Oleh karena itu, tidak mengherankan apabila ada peningkatan jumlah hoaks selama periode Januari hingga Oktober 2023, seperti dilaporkan Kementerian Kominfo dan Mabes Polri.
"Saya prediksi pertarungan siber melalui hoaks, ujaran kebencian akan terjadi lompatan yang sangat tajam dalam perang di dunia digital pada bulan November ini. Saya kira di sinilah pentingnya kita memahami, menyadari dan memitigasi, karena apa konsekuensi, risiko atau cost yang harus kita bayar secara secara kolektif bisa seperti Pemilu 2019, yakni pembelahan sosial dan polarisasi," tambah dia.
Jika melihat tren kenaikan hoaks dan ujaran kebencian saat ini, ada beberapa hal yang melatarbelakangi, antara lain adanya pemilih di kalangan generasi Z dan milenial yang mencapai 55 persen lebih, yang sehari-hari tidak bisa lepas media sosial atau gadget.
Sementara mereka menjadi target bidikan suara dari para calon presiden, calon wakil presiden, calon legislatif dan partai politik, serta para tim sukses. Mereka ini akan disuguhi disinformasi melalui media sosial mengenai power struggle, pertarungan yang keras untuk menggaet pemilih yang 50 persen dari generasi Z dan milenial ini.
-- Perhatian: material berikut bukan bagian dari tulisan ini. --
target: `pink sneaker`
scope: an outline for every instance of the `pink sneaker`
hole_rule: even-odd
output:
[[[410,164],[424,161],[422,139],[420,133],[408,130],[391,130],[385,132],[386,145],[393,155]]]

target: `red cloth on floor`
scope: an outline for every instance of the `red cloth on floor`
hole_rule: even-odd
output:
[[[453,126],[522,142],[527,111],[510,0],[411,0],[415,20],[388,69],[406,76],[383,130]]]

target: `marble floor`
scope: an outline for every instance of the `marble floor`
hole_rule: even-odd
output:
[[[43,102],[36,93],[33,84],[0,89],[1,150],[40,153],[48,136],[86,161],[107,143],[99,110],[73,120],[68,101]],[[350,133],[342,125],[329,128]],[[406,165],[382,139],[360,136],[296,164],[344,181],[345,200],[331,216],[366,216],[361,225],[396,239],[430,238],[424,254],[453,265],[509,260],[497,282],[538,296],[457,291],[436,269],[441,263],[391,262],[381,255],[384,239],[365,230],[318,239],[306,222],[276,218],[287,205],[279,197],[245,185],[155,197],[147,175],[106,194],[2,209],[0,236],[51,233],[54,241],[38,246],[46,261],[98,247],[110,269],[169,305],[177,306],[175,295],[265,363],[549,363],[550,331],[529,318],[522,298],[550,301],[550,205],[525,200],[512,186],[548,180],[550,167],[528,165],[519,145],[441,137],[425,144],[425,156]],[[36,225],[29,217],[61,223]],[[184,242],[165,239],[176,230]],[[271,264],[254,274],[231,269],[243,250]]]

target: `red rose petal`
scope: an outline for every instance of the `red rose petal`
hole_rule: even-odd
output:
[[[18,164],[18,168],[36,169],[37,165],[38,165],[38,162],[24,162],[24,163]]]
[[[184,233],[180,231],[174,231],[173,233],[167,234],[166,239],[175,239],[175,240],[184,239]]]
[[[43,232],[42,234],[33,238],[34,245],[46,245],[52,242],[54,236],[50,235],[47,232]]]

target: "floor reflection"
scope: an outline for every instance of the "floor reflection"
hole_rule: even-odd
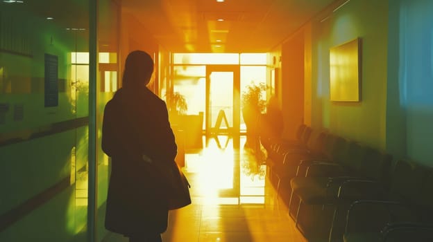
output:
[[[203,140],[203,149],[185,151],[192,204],[170,212],[163,241],[306,241],[267,182],[266,165],[241,148],[244,136]],[[110,234],[103,241],[127,240]]]

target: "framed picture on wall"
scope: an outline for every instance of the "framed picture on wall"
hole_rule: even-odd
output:
[[[361,101],[361,39],[330,49],[331,101]]]

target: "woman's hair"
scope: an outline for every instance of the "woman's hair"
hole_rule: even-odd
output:
[[[153,59],[144,51],[134,50],[125,62],[123,86],[126,88],[145,86],[153,73]]]

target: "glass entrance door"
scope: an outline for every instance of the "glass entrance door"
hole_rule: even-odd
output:
[[[206,66],[206,134],[238,135],[240,125],[239,66]]]

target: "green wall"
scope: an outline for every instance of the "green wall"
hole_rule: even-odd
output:
[[[433,165],[433,2],[389,4],[387,148]]]
[[[351,0],[312,22],[312,125],[384,149],[387,0]],[[361,102],[330,101],[330,48],[362,39]]]

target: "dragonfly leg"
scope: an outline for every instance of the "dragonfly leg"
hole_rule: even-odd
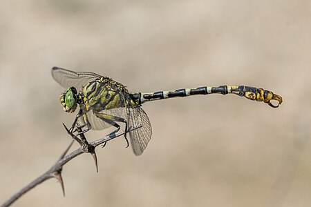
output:
[[[116,121],[117,122],[122,122],[125,124],[125,132],[124,132],[124,138],[125,140],[126,141],[126,148],[129,147],[129,140],[127,139],[126,137],[126,132],[128,130],[128,126],[127,126],[127,121],[126,120],[125,120],[123,118],[117,117],[117,116],[113,116],[111,115],[107,115],[107,114],[104,114],[104,113],[95,113],[95,114],[96,115],[96,117],[97,117],[98,118],[100,118],[100,119],[102,119],[102,121],[105,121],[106,123],[113,126],[114,127],[115,127],[117,129],[115,130],[114,130],[113,132],[110,133],[109,135],[113,135],[115,132],[117,132],[120,129],[120,126],[119,124],[117,124],[116,123]]]

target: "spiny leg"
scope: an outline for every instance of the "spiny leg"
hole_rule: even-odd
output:
[[[98,118],[100,118],[100,119],[102,119],[102,121],[105,121],[106,123],[113,126],[114,127],[115,127],[117,129],[115,130],[114,130],[113,132],[112,132],[111,133],[109,134],[110,135],[112,135],[114,133],[117,132],[120,129],[120,126],[119,124],[117,124],[115,121],[117,122],[122,122],[125,124],[125,132],[124,132],[124,138],[125,140],[126,141],[126,148],[129,147],[129,140],[127,139],[126,137],[126,132],[128,130],[128,126],[127,126],[127,121],[126,120],[125,120],[123,118],[117,117],[117,116],[113,116],[111,115],[107,115],[107,114],[104,114],[104,113],[95,113],[95,114],[96,117],[97,117]],[[106,144],[104,145],[104,146],[106,146]]]

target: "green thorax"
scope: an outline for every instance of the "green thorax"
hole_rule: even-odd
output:
[[[84,103],[86,110],[94,112],[120,107],[137,106],[122,84],[108,77],[102,77],[83,88]]]

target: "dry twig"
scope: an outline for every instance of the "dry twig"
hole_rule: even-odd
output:
[[[13,196],[12,196],[9,199],[8,199],[4,204],[3,204],[1,207],[6,207],[10,206],[12,204],[13,204],[15,201],[17,201],[19,198],[20,198],[23,195],[28,193],[29,190],[35,188],[36,186],[39,185],[41,183],[43,183],[46,180],[49,179],[50,178],[56,178],[60,183],[62,186],[62,188],[63,190],[63,194],[65,195],[65,190],[64,190],[64,182],[63,179],[62,177],[62,170],[63,166],[69,161],[73,159],[73,158],[77,157],[78,155],[80,155],[83,153],[91,153],[92,155],[92,157],[94,159],[94,161],[95,163],[96,166],[96,170],[98,172],[98,167],[97,167],[97,157],[96,153],[95,152],[95,149],[97,146],[98,146],[100,144],[106,144],[106,143],[108,141],[110,141],[113,139],[115,139],[117,137],[122,136],[124,134],[123,131],[120,130],[117,132],[113,132],[103,138],[99,139],[97,140],[95,140],[94,141],[92,141],[91,143],[88,143],[86,141],[86,139],[84,137],[84,135],[82,133],[81,135],[79,135],[79,136],[81,137],[80,139],[77,137],[75,135],[72,134],[69,130],[66,127],[65,125],[64,125],[66,130],[67,130],[67,132],[68,132],[73,138],[78,141],[78,143],[80,145],[80,147],[70,153],[68,155],[66,155],[69,150],[70,148],[73,145],[74,140],[71,141],[71,143],[69,144],[69,146],[67,147],[66,150],[62,154],[59,159],[57,160],[57,161],[53,165],[50,169],[48,169],[46,172],[43,173],[41,175],[39,176],[36,179],[35,179],[32,181],[31,181],[29,184],[19,190],[17,193],[16,193]],[[139,128],[138,126],[138,128]],[[131,130],[135,130],[136,128],[130,129]],[[81,127],[77,125],[77,131],[79,132],[81,131]]]

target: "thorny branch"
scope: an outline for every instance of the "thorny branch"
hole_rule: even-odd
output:
[[[83,133],[82,134],[78,133],[79,136],[81,137],[79,139],[76,135],[75,135],[72,132],[70,132],[64,124],[64,126],[65,127],[66,130],[67,130],[67,132],[68,132],[69,135],[70,135],[75,140],[78,141],[78,143],[80,145],[80,147],[78,149],[77,149],[77,150],[74,150],[73,152],[72,152],[71,153],[70,153],[69,155],[66,155],[74,142],[74,140],[73,140],[71,141],[71,143],[69,144],[69,146],[67,147],[66,150],[62,154],[62,155],[60,156],[60,157],[57,160],[57,161],[54,165],[53,165],[50,168],[50,169],[48,169],[46,172],[43,173],[42,175],[41,175],[36,179],[35,179],[29,184],[28,184],[27,186],[26,186],[25,187],[23,187],[21,190],[19,190],[13,196],[12,196],[9,199],[8,199],[4,204],[3,204],[1,206],[1,207],[10,206],[12,204],[13,204],[15,201],[17,201],[23,195],[28,193],[29,190],[30,190],[31,189],[35,188],[36,186],[40,184],[41,183],[43,183],[44,181],[49,179],[50,178],[53,178],[53,177],[57,179],[59,181],[59,183],[62,186],[62,190],[63,190],[63,194],[64,194],[64,195],[65,195],[64,182],[63,182],[63,179],[62,177],[62,170],[63,166],[67,162],[68,162],[73,158],[77,157],[78,155],[80,155],[83,153],[91,153],[92,155],[92,157],[93,157],[94,161],[95,163],[96,170],[98,172],[97,157],[96,157],[96,153],[95,152],[95,148],[100,144],[105,145],[108,141],[110,141],[117,137],[122,136],[124,134],[124,132],[120,130],[117,132],[111,133],[110,135],[109,135],[103,138],[97,139],[91,143],[88,143],[88,141],[86,141],[86,139],[85,138],[84,135]],[[138,128],[140,128],[140,126],[138,126]],[[135,130],[138,128],[129,129],[128,130],[128,132],[130,130]],[[81,131],[81,127],[79,125],[77,126],[77,131],[78,132]]]

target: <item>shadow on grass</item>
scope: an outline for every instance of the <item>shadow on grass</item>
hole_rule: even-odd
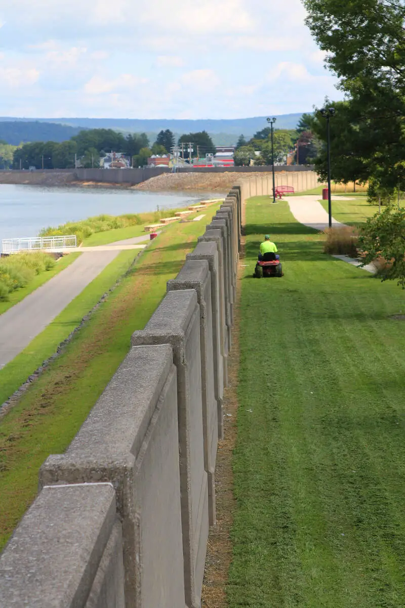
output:
[[[144,264],[141,266],[134,266],[128,272],[128,275],[136,275],[140,276],[150,276],[151,275],[172,274],[179,272],[179,267],[184,260],[160,261],[156,264]]]
[[[317,231],[298,222],[288,222],[285,224],[246,224],[244,226],[244,233],[247,237],[251,234],[265,235],[268,233],[271,236],[274,234],[302,234],[313,236],[317,233]]]

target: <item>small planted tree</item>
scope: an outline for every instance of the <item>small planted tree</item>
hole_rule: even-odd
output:
[[[369,218],[359,246],[364,252],[362,266],[382,260],[382,280],[395,279],[405,289],[405,209],[390,205],[381,215]]]

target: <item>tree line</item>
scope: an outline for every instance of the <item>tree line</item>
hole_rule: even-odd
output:
[[[184,157],[194,154],[187,144],[192,142],[193,151],[201,155],[215,153],[215,147],[206,131],[182,135],[178,143]],[[131,159],[133,167],[143,167],[153,154],[162,156],[170,153],[175,144],[175,136],[167,129],[158,134],[150,146],[145,133],[130,133],[125,136],[112,129],[89,129],[81,131],[70,139],[57,142],[33,142],[24,143],[13,151],[12,164],[14,169],[65,169],[79,166],[88,168],[100,167],[100,159],[106,154],[120,152]],[[182,144],[183,145],[182,146]]]
[[[310,164],[316,157],[320,143],[316,136],[308,132],[306,117],[303,115],[296,129],[275,129],[273,132],[274,163],[285,164],[287,156],[292,156],[292,162]],[[305,118],[304,118],[305,117]],[[305,145],[303,145],[303,142]],[[257,153],[258,153],[258,154]],[[237,166],[272,164],[271,130],[266,126],[258,131],[247,141],[241,135],[237,143],[234,159]]]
Ia melihat penyedia jasa hoaks dan ujaran kebencian menjelang Pemilu 2024 ini akan hidup lagi, meskipun mereka telah pecah kongsi.
"Kita perlu hati-hati menyikapi hal ini, karena mulai ada narasi yang dikembangkan mengenai potensi kecurangan, terlepas dari situasi dan kontroversi proses politik sekarang. Ini akan menjadi opini umum, akan menjadi bumbu yang paling sedap untuk proses disinformasi di dunia digital," tuturnya.
Ia mengingatkan disinformasi digital saat ini telah melibatkan kemajuan kecerdasan buatan atau artificial Intelligence (AI) seperti yang terjadi beberapa waktu lalu, ketika ada informasi tiba-tiba Presiden Jokowi mahir berbahasa Mandarin.
Artinya, penggunaan AI untuk memproduksi hoaks dan ujaran kebencian akan meningkat menjelang Pemilu 2024. Inilah yang membedakan antara Pemilu 2024 dengan Pemilu 2019 lalu.
BACA JUGA:
"Jadi, dari sisi produk yang dihasilkan sudah menggunakan AI. Produknya akan banyak menggunakan produk audio visual atau video yang mulai disebarkan di media sosial untuk merangsang, menstimulasi emosional masyarakat. Kita perlu memitigasi dan mewaspadai bersama, jangan mengambil keuntungan dari situasi ini. Ingat pembelahan politik pasca Pemilu 2019, itu cost yang kita tanggung," pungkas Mahfuz.